Writing isn’t either of our strengths but it really didn’t matter. This project was a testament to the eight months of training and love we’ve poured over our dog, Watson. He knows over twenty tricks and he’s only 10 months old.

There are several reasons for the FMV approach: my animation skills are limited, two weeks isn’t a lot of time to learn animation, we didn’t want to ignore our corgi during the development of our corgi-based game, and we have easy access to a green screen. We used the Indie City Co-op webcast room to capture video and drop out the background, chroma keying twice due to software limitations and dropping out most of the audio because verbal commands every five seconds are fairly distracting. Fortunately, Adobe Premier was easy to learn. We ended up with 50 usable video clips that corresponded to each of the actions in our script and design. Filming and editing took roughly 20 hours.

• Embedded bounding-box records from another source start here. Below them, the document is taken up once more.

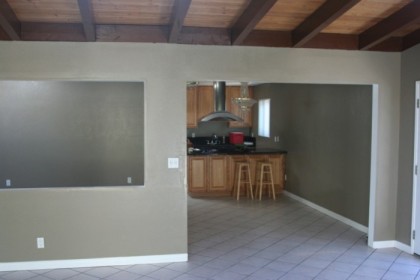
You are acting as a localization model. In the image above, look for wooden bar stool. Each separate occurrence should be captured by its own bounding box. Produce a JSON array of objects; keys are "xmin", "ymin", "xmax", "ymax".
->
[
  {"xmin": 233, "ymin": 161, "xmax": 254, "ymax": 200},
  {"xmin": 255, "ymin": 161, "xmax": 276, "ymax": 200}
]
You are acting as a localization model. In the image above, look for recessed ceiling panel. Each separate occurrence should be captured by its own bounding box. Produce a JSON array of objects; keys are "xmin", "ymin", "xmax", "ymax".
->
[
  {"xmin": 255, "ymin": 0, "xmax": 326, "ymax": 31},
  {"xmin": 8, "ymin": 0, "xmax": 80, "ymax": 23},
  {"xmin": 184, "ymin": 0, "xmax": 250, "ymax": 28},
  {"xmin": 322, "ymin": 0, "xmax": 411, "ymax": 34},
  {"xmin": 92, "ymin": 0, "xmax": 174, "ymax": 25}
]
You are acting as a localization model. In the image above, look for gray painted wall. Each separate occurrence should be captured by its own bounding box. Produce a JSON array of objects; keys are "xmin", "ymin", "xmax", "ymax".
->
[
  {"xmin": 0, "ymin": 81, "xmax": 144, "ymax": 188},
  {"xmin": 0, "ymin": 41, "xmax": 401, "ymax": 262},
  {"xmin": 396, "ymin": 46, "xmax": 420, "ymax": 245},
  {"xmin": 254, "ymin": 84, "xmax": 372, "ymax": 226}
]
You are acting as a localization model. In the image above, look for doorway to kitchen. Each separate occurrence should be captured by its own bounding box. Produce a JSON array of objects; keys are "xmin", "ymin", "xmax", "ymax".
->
[
  {"xmin": 411, "ymin": 81, "xmax": 420, "ymax": 255},
  {"xmin": 187, "ymin": 83, "xmax": 380, "ymax": 247}
]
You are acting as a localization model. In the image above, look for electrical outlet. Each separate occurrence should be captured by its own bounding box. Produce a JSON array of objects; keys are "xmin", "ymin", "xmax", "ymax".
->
[
  {"xmin": 36, "ymin": 237, "xmax": 45, "ymax": 249},
  {"xmin": 168, "ymin": 158, "xmax": 179, "ymax": 168}
]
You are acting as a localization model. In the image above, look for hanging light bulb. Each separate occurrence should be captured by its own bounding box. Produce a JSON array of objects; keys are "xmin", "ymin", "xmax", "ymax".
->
[{"xmin": 232, "ymin": 82, "xmax": 257, "ymax": 112}]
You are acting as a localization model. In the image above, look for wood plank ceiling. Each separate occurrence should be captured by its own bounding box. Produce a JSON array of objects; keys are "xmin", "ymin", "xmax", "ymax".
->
[{"xmin": 0, "ymin": 0, "xmax": 420, "ymax": 52}]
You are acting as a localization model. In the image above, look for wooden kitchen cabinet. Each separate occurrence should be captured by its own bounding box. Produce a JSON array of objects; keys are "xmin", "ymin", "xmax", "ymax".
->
[
  {"xmin": 226, "ymin": 86, "xmax": 255, "ymax": 127},
  {"xmin": 188, "ymin": 155, "xmax": 230, "ymax": 195},
  {"xmin": 187, "ymin": 86, "xmax": 197, "ymax": 128},
  {"xmin": 188, "ymin": 156, "xmax": 208, "ymax": 193},
  {"xmin": 188, "ymin": 154, "xmax": 286, "ymax": 196}
]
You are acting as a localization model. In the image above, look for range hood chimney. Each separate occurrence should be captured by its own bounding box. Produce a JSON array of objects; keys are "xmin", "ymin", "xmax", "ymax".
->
[{"xmin": 200, "ymin": 82, "xmax": 243, "ymax": 122}]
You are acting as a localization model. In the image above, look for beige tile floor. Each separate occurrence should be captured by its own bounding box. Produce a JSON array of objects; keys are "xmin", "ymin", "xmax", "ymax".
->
[{"xmin": 0, "ymin": 196, "xmax": 420, "ymax": 280}]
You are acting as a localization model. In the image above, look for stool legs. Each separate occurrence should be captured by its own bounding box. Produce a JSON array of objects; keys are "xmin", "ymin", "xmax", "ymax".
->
[
  {"xmin": 233, "ymin": 162, "xmax": 254, "ymax": 200},
  {"xmin": 255, "ymin": 162, "xmax": 276, "ymax": 200}
]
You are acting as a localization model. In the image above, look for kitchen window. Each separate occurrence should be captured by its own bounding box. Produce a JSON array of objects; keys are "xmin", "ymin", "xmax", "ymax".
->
[{"xmin": 258, "ymin": 98, "xmax": 270, "ymax": 137}]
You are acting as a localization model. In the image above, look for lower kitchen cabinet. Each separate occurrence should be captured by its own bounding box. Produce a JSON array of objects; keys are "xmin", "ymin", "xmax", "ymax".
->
[
  {"xmin": 188, "ymin": 156, "xmax": 207, "ymax": 193},
  {"xmin": 188, "ymin": 156, "xmax": 230, "ymax": 195},
  {"xmin": 188, "ymin": 154, "xmax": 286, "ymax": 196}
]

Ryan’s prototype at top, my design in the middle, jam implementation at bottom.

Ryan cranked out the hacking game first, the virtual pet screen next, and married the two with a strategy-based store in about 40 hours. Some of that time was lost to crashes, bugs, and getting Unity and video clips to play nicely. I learned Subversion and the basics of Unity to assist with the art pipeline. Visual design and UI took about 30 hours in Illustrator which includes concepting, typography exploration, and exporting assets. Somehow we managed to hook up all of the assets and upload the game right before the deadline. Ryan spent another few hours to fix some game-breaking bugs post-release.

I hope to improve Corgi Simulator 2071 to learn more about Unity, programming, and game development. My friends develop games for a living and with every jam, I gain more respect for their craft even if it’s just a hobby of mine. With all of the complexity and interaction, jams also make me a stronger UI designer and UX developer. This is my second game jam game and though it’s not quite a polished game, over 15,000 people have played it, PCGamer and IndieGames posted reviews, there’s a Let’s Play, and some awesome tweets and shot-outs! We placed #14 overall rated by our peers. The Space Cowboy Game Jam was a ton of fun and I got to spend time with Ryan and Watson. Thanks, Brandon!